DIA- 30 septembre 2016: Les cours du pétrole ont terminé en hausse vendredi à New York, surfant encore sur l’accord à l’Opep et profitant d’informations rassurantes sur le sort de la banque Deutsche Bank aux Etats-Unis.

Le cours du baril de light sweet crude (WTI), référence américaine du brut, a gagné 41 cents à 48,24 dollars sur le contrat pour livraison en novembre au New York Mercantile Exchange (Nymex).

En revanche, à Londres, le prix du baril de Brent de la mer du Nord, pour livraison en novembre, n’a pas réussi à passer la barre des 50 dollars et a finalement concédé quelque 18 cents à 49,06 dollars sur l’Intercontinental Exchange (ICE).

Dans l’ensemble, ce sont les suites d’une semaine positive, d’un mois positif, et le sentiment est à la hausse, a expliqué Bob Yawger de Mizuho Securities USA.

Sur la semaine, le WTI a pris 8,45% et le Brent 6,91%.

Principal facteur de soutien, les membres de l’Organisation des pays producteurs de pétrole (Opep) se sont accordés mercredi soir pour limiter leur production afin de soutenir des cours en chute libre depuis deux ans à cause d’un excès d’offre.

La progression des cours dans la foulée de cette annonce a toutefois été limitée par les inquiétudes pesant sur l’application concrète de cette décision.

Un des facteurs freinant les prix est le scepticisme autour de la capacité de l’Opep à répartir l’objectif déclaré de production entre 32,5 et 33 millions de barils par jour en quotas par pays, ont indiqué les analystes de Commerzbank dans une note.

Autre inconnue, la position de la Russie, qui n’est pas membre de l’Opep, restait ambiguë.

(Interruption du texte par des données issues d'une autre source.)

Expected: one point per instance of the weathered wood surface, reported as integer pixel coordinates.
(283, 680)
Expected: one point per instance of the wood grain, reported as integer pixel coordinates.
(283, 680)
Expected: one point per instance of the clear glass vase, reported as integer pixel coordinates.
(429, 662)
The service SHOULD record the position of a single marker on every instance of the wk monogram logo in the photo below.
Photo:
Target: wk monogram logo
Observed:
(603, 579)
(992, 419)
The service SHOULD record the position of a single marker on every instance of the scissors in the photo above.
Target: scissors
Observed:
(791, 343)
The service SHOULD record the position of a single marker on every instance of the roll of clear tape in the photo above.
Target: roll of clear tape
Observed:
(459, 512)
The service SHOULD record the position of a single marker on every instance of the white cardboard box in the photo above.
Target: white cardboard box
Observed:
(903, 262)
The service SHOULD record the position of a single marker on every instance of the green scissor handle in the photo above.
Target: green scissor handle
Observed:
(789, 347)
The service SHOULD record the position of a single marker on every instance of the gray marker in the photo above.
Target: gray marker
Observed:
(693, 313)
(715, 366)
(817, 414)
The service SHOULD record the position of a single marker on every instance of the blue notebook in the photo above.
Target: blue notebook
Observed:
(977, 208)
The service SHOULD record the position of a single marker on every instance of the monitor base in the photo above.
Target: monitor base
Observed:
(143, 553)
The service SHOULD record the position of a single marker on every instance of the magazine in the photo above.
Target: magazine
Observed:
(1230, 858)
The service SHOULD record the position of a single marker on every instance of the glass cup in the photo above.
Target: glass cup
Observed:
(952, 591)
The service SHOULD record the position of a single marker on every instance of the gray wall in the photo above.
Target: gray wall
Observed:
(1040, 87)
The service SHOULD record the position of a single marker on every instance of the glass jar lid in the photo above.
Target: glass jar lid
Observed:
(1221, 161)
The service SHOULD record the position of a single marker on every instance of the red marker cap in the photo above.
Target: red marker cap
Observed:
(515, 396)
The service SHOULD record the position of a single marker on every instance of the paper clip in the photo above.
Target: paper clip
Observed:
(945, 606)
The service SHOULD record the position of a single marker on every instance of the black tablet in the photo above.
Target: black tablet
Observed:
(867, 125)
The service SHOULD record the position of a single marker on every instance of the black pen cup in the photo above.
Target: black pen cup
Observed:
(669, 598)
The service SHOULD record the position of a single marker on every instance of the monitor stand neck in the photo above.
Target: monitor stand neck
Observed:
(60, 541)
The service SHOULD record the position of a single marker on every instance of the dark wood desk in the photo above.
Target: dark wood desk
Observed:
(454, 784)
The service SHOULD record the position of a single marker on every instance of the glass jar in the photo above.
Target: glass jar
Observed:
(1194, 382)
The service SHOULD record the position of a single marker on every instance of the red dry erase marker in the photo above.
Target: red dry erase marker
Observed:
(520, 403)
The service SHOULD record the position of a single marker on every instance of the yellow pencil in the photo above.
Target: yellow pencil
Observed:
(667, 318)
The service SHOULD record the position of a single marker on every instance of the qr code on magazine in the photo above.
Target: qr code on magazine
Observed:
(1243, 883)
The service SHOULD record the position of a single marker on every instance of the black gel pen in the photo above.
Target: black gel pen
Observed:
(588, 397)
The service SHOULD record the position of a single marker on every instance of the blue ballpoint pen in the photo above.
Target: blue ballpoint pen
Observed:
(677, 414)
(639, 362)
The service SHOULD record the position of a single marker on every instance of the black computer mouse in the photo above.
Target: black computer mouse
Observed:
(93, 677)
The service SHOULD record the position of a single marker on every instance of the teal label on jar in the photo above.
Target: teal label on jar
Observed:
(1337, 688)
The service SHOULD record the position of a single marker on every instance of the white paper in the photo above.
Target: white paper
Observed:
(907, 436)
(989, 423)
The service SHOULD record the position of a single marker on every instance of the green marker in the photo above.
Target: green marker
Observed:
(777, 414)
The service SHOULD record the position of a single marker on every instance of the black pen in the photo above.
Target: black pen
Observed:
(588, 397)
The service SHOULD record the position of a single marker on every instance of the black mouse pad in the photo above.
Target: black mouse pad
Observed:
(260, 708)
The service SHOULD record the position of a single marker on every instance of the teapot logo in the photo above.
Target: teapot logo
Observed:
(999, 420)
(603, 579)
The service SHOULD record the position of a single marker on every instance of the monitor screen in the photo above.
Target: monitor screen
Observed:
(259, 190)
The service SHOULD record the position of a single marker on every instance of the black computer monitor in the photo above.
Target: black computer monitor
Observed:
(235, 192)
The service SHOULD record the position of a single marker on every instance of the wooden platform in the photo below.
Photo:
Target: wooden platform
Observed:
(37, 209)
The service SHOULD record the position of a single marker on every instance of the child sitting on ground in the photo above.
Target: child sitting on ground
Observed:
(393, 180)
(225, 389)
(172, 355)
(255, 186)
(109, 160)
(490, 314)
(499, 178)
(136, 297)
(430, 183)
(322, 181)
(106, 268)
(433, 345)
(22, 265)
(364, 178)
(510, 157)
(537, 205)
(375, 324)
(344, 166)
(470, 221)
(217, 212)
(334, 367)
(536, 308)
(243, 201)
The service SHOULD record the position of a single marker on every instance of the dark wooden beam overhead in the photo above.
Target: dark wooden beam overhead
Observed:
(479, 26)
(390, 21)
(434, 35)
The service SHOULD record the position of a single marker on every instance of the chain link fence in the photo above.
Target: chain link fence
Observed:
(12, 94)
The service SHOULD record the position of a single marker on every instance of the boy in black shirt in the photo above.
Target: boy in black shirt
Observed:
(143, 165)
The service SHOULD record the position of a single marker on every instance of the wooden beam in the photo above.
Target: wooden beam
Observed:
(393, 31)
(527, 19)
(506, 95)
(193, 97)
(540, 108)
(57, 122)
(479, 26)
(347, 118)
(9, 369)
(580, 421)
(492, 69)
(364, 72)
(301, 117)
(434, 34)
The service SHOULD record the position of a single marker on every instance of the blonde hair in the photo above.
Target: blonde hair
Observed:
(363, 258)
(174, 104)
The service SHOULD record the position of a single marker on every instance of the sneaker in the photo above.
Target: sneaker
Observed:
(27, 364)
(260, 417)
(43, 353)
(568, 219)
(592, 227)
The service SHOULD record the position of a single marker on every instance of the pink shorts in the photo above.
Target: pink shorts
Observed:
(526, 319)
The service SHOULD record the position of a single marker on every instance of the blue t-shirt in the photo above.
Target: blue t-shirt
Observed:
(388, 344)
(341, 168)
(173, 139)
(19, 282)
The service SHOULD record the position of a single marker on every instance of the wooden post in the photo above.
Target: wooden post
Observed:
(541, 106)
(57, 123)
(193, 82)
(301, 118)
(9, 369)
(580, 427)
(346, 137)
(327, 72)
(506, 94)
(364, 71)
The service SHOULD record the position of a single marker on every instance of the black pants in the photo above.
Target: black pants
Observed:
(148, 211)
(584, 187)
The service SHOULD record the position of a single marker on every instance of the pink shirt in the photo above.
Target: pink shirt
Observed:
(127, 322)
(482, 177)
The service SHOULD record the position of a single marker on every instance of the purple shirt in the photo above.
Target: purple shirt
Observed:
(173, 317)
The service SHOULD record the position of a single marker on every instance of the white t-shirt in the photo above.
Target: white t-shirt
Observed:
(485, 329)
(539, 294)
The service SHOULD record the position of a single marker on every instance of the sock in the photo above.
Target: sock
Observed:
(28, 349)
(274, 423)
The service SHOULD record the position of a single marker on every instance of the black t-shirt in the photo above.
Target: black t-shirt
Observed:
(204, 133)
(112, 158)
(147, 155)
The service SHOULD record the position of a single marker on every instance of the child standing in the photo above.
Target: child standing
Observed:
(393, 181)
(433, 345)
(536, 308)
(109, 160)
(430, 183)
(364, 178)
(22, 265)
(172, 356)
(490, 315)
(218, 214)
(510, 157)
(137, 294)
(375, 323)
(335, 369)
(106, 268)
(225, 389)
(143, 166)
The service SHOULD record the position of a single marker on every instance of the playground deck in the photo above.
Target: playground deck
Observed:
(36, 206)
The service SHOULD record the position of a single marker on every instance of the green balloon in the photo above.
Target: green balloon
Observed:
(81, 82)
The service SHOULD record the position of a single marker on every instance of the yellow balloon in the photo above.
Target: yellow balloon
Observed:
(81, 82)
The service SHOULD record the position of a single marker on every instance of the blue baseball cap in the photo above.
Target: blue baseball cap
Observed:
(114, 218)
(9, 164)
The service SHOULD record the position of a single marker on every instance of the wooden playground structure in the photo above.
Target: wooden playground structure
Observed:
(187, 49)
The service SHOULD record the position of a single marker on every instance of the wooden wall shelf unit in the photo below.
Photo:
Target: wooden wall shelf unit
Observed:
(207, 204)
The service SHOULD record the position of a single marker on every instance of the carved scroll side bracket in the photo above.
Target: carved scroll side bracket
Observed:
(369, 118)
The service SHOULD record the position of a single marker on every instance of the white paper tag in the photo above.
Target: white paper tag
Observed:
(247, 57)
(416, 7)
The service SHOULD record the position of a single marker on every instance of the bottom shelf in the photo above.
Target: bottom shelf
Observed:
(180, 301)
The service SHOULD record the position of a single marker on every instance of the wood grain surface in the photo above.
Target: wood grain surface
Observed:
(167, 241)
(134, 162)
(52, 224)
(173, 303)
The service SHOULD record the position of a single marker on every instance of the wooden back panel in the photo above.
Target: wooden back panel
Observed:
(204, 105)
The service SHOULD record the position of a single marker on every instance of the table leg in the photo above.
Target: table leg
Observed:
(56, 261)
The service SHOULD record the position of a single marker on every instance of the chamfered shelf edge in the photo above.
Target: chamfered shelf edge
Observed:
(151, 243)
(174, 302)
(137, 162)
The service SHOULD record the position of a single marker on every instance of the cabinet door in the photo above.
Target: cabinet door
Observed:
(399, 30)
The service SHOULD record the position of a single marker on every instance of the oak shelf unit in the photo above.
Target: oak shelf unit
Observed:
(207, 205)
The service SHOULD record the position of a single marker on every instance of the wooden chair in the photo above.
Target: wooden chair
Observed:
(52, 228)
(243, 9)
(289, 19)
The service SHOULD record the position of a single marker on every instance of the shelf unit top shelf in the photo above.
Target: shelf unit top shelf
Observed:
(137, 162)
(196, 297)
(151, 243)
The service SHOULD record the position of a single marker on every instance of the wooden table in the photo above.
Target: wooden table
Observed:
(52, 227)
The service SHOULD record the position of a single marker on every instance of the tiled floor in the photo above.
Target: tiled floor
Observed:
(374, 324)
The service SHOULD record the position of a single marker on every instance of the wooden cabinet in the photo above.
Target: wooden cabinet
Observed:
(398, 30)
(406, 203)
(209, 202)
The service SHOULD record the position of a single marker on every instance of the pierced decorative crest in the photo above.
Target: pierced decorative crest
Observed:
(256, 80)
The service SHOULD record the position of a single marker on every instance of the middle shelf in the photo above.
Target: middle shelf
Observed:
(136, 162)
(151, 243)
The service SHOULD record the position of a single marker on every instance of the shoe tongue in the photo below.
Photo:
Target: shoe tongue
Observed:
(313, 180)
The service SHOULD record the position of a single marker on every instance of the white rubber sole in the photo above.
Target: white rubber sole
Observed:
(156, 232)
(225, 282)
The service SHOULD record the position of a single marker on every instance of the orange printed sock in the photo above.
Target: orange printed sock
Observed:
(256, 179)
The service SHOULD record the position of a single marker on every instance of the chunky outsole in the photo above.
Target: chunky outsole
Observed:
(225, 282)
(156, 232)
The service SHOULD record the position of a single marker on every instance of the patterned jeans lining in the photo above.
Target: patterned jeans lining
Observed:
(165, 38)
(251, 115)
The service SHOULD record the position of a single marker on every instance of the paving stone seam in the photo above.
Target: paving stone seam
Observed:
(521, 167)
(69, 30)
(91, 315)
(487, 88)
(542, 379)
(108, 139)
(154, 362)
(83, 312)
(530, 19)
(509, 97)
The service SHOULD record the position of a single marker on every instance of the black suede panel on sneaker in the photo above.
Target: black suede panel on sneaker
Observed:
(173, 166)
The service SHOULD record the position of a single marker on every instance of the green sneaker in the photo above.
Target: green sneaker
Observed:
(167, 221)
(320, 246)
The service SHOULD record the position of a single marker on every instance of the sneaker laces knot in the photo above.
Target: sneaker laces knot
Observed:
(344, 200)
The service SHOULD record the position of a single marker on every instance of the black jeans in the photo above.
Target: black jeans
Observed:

Le pays est l’un des plus grands producteurs mondiaux de brut et a produit à un niveau record de plus de 11 millions de barils par jour en septembre.

Nous parlons de maintenir les niveaux (de production) qui ont été atteints. Mais savoir à quel niveau, c’est encore en discussion, a prévenu vendredi le ministre russe de l’Énergie, Alexandre Novak.